The bible has long been a driver of innovation in book design, and this latest is no exception: an ad I saw today on TV for the complete King James Bible on DVD. Not a film, mind you, but an interactive edition of the old and new testaments built around a graphical rendering of an old bible open on a lectern that the reader, uh viewer, uh… reader controls. Each page is synched up to a full-text narration in the “crystal clear, mellow baritone” of Emmy-winning Bible reader Stephen Johnston, along with assorted other actors and dramatic sound effects bringing the stories to life.
There’s the ad to the right (though when I saw it on BET the family was black). You can also download an actual demo (Real format) here. It’s interesting to see the interactivity of the DVD used to mimic a physical book — even the package is designed to suggest the embossed leather of an old bible, opening up to the incongruous sight of a pair of shiny CDs. More than a few analogies could be drawn to the British Library’s manuscript-mimicking “Turning the Pages,” which Sally profiled here last week, though here the pages replace each other with much less fidelity to the real.
There’s no shortage of movie dramatizations aimed at making the bible more accessible to churchgoers and families in the age of TV and the net. What the makers of this DVD seem to have figured out is how to combine the couch potato ritual of television with the much older practice of group scriptural reading. Whether or not you’d prefer to read the bible in this way, with remote control in hand, you can’t deny that it keeps the focus on the text.
Last week, Jesse argued that it’s not technology that’s causing a decline in book-reading, but rather a lack of new technologies that make books readable in the new communications environment. He was talking about books online, but the DVD bible serves just as well to illustrate how a text (a text that, to say the least, is still in high demand) might be repurposed in the context of newer media.

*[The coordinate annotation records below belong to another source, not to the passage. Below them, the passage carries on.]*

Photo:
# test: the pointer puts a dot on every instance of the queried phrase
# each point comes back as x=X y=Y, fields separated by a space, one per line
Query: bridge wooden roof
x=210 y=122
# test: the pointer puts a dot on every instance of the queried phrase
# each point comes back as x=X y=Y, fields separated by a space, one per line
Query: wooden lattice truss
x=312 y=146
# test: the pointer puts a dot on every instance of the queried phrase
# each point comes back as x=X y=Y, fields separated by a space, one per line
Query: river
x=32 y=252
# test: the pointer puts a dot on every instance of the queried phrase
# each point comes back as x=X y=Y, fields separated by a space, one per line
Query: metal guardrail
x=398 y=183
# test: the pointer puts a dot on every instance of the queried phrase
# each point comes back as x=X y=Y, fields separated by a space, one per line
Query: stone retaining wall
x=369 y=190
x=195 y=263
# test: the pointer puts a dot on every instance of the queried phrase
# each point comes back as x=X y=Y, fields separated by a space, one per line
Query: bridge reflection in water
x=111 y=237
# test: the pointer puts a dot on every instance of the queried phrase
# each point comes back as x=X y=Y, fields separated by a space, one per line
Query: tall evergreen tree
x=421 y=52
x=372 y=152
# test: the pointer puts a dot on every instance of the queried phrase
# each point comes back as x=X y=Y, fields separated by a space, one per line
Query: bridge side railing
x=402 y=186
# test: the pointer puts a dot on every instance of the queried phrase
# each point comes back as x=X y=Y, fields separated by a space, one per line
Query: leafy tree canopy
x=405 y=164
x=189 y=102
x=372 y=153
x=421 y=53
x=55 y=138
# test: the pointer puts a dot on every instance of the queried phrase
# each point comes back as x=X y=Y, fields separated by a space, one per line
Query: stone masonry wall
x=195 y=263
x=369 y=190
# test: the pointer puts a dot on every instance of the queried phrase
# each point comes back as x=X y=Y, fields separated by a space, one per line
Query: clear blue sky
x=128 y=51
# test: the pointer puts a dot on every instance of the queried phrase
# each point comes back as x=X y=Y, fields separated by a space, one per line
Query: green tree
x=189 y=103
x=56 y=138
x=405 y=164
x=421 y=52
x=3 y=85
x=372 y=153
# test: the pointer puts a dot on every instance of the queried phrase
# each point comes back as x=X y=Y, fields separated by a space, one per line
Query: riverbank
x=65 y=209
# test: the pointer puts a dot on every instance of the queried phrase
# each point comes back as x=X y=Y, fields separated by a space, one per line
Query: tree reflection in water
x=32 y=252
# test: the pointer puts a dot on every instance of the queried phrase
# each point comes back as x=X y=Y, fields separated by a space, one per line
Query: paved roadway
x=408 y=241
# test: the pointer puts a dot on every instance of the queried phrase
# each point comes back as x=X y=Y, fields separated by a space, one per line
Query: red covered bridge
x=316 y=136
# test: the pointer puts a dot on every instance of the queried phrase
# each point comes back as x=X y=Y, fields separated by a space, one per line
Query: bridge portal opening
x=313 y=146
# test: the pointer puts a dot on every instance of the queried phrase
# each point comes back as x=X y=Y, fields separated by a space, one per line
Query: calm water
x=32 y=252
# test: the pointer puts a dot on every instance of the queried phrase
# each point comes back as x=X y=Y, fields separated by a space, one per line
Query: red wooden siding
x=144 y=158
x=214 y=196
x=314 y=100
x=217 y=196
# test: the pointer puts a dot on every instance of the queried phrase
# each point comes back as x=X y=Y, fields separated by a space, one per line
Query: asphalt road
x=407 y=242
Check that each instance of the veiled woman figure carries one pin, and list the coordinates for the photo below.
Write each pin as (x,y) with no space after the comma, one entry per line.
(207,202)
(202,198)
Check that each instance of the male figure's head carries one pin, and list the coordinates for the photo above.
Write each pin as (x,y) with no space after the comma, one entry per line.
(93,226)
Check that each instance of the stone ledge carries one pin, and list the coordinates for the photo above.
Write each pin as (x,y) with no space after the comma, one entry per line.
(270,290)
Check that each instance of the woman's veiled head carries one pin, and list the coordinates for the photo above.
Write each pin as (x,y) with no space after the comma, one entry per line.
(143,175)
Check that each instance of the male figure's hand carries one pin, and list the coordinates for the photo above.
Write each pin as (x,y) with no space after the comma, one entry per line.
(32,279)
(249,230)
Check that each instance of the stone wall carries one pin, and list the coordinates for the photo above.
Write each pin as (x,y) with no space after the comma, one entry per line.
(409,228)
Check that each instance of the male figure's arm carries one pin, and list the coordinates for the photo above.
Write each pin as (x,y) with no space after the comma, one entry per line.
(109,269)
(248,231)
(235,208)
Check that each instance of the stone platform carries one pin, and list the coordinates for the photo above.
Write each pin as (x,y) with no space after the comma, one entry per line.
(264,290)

Another great driver of innovation in DVDs: pornography. No other genre has made more creative use of the multiple camera views options that can be offered simulataneously on a single film in the DVD format (I don’t have to spell out what for). They say that necessity is the mother of invention, and what greater necessities than sex and god? You won’t necessarily find the world’s most elegant design, but it’s good to keep track of these uniquely high-demand areas as they are consistently ahead of the curve.